The .22 Long Rifle or simply .22 LR (metric designation: 5.6×15mmR) is a long-established variety of .22 caliber rimfire ammunition. It is used in a wide range of rifles, pistols, revolvers, smoothbore shotguns, and submachine guns.
In terms of units sold it is by far the most common ammunition in the world today.
American cartridge manufacturer Union Metallic Cartridge Company most likely introduced the .22 Long Rifle cartridge as early as 1884. The round owes its origin to the .22 BB Cap of 1845 and the .22 Short of 1857. It combined the casing of the .22 Long of 1871 with a 45 gr bullet, giving it a longer overall length, a higher muzzle velocity and superior performance as a hunting and target round, rendering the .22 Extra Long cartridges obsolete. The .22 LR uses a heeled bullet, which means that the bullet is the same diameter as the case, and has a narrower “heel” portion that fits in the case. It is one of the few cartridges that are accepted by a large variety of rifles and handguns.
Popularity in the United States
The .22 LR cartridge is popular with both novice shooters and experts.

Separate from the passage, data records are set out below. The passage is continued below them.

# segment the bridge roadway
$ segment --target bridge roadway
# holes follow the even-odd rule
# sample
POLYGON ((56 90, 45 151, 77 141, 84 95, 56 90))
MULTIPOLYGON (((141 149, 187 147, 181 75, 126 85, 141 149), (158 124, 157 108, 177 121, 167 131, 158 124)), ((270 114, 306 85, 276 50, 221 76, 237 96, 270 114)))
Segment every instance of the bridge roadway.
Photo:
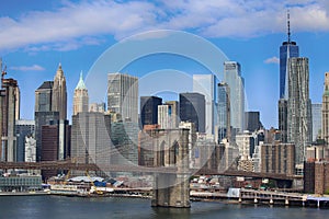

Its minimal recoil and relatively low noise make it an ideal cartridge for recreational shooting, small-game hunting, and pest control. .22 LR cadet rifles are commonly used by military cadets and others for basic firearms and marksmanship training. It is used by the Boy Scouts of America for the rifle shooting merit badge.
The low recoil of the cartridge makes it ideal for introductory firearms courses. Novice shooters can be surprised or frightened by the noise and recoil of more powerful rounds. Beginners shooting firearms beyond their comfort level frequently develop a habit of flinching in an attempt to counter anticipated recoil. The resulting habit impedes correct posture and follow-through at the most critical phase of the shot and is difficult to correct. With high recoil eliminated, other errors in marksmanship technique are easier to identify and correct.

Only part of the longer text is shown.